Traffic shift happens only if smoke passes + Prometheus SLOs are green.

2 | Database Schema Without Downtime

Step	Pattern	Reason
1	Add new column nullable	Old code ignores it.
2	Deploy green reading + writing both columns	Green stays backward-compatible.
3	Migrate data in background	Cran-job → 10 k rows/s.
4	Drop column from blue & flip	All traffic on green; old column cold.
5	Delete legacy column	After 1–2 weeks, post-logs confirm zero reads.

Pro tip: wrap each migration in a [transactionally idempotent] step; failures roll back gracefully.

3 | Feature Flags Keep You Honest

Blue–green solves infra rollbacks; feature flags solve product rollbacks.

Use GrowthBook or LaunchDarkly; DIY with a flags table if broke.
Default flag OFF in both blue & green → ramp once green is live.
Combine with userId % 100 < 1 to expose new features to 1 % traffic first.

4 | Observability: The Three Lights

Layer	Tool	SLO
Infra	Prometheus ➝ Grafana	Pod restart rate < 2 / h
App	OpenTelemetry traces	p95 latency < 250 ms
User	Sentry + Rum	JS error rate < 0.5 %

Automation: GitHub Action checks Alertmanager silence before traffic shift; any open severity=page alert aborts deploy.

5 | Cost Check (Side Projects Scale)

Resource	Blue	Green	Total / month
EKS t3.small (2 nodes each)	$24	$24	$48
ALB	—	—	$18
ECR storage	—	—	$4
Grand total			$70

Tight budget? Use Kubernetes horizontalPodAutoscaler to scale BLUE to zero replicas ~5 min after cutover.

6 | When Things Go Sideways

Smoke test fails → Action cancels, green pods scale → 0, incident Slack ping.
Post-cutover error rate spikes → kubectl patch ingress … blue:100,green:0 (one-liner rollback).
DB migration stuck → Pause traffic shift; blue keeps running.

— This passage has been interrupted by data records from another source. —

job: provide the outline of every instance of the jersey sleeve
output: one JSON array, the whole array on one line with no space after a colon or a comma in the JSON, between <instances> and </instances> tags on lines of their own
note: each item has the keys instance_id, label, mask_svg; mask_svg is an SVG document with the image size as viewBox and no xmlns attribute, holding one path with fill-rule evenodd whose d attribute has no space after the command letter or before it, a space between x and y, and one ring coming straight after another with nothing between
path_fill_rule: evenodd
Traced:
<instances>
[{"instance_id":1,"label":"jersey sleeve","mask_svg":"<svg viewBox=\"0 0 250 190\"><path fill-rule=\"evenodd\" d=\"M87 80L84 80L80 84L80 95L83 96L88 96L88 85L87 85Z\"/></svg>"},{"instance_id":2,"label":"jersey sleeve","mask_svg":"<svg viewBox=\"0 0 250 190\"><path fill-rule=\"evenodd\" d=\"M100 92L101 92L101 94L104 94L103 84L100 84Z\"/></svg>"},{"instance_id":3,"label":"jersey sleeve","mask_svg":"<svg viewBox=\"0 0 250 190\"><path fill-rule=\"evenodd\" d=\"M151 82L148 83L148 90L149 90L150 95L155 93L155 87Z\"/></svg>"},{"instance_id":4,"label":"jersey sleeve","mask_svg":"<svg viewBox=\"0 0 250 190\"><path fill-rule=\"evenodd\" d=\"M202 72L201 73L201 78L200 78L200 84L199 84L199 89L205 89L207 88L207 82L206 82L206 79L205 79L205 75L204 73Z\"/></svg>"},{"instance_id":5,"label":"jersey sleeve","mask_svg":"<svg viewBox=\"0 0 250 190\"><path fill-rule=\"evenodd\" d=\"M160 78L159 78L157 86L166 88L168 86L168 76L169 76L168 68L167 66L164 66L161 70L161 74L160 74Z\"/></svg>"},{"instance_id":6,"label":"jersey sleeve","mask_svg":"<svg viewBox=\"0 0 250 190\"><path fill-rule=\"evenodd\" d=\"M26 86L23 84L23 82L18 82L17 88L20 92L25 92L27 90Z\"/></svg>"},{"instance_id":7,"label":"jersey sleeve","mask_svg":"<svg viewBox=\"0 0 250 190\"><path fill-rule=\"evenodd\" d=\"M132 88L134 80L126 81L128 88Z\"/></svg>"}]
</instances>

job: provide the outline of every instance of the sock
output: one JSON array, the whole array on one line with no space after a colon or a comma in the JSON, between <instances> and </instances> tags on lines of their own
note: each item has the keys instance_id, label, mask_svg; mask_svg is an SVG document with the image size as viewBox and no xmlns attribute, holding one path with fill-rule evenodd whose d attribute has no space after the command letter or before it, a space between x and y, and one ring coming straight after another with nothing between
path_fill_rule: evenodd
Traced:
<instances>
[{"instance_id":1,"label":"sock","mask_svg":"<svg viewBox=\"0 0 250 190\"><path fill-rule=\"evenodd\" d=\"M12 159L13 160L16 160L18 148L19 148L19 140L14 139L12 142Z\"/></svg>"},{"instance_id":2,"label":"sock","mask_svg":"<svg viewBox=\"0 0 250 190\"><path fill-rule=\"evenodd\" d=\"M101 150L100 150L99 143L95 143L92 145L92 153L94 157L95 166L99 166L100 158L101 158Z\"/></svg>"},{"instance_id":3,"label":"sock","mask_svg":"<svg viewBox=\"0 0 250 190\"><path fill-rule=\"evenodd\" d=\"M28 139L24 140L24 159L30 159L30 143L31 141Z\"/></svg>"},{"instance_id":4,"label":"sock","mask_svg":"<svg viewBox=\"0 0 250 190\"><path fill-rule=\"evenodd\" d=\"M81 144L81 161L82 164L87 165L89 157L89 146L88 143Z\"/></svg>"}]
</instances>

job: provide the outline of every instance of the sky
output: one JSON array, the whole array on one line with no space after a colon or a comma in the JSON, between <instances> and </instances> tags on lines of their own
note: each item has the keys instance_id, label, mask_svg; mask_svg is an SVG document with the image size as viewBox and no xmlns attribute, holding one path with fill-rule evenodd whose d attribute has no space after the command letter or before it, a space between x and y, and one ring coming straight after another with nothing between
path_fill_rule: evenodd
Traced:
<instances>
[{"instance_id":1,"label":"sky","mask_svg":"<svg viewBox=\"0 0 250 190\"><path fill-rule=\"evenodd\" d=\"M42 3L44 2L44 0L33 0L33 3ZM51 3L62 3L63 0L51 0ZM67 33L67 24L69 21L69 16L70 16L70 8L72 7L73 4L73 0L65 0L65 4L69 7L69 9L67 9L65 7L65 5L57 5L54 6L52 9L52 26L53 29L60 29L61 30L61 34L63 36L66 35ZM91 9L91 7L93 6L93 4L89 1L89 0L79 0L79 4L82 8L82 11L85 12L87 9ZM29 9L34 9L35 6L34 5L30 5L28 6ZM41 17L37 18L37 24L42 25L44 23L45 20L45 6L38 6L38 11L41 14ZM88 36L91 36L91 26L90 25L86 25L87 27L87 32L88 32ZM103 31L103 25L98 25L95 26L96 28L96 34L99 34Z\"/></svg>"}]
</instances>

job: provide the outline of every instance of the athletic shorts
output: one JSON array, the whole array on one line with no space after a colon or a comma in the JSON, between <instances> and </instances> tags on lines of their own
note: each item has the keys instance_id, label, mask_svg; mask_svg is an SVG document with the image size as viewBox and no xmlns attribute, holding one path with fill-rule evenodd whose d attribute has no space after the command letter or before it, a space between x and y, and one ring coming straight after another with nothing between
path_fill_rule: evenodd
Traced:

Mean time to recovery in prod: < 3 min over nine incidents last year.

Highlight Reel

KPI	Before (classic in-place)	After blue-green
Deploys / week	2	14
User-visible errors during deploy	7–12 504s	0
Avg. rollback time	38 min	1.2 min

Final Checklist

Health probes on /ready & /live endpoints
Idempotent schema migrations with feature flags
Automated rollback cut-over script
Alert block gate in the CI workflow
Post-deploy smoke + synthetic user tests

Zero downtime is less about magic and more about boring, repeatable scripts. Bake them once, and shipping becomes as routine as "git push".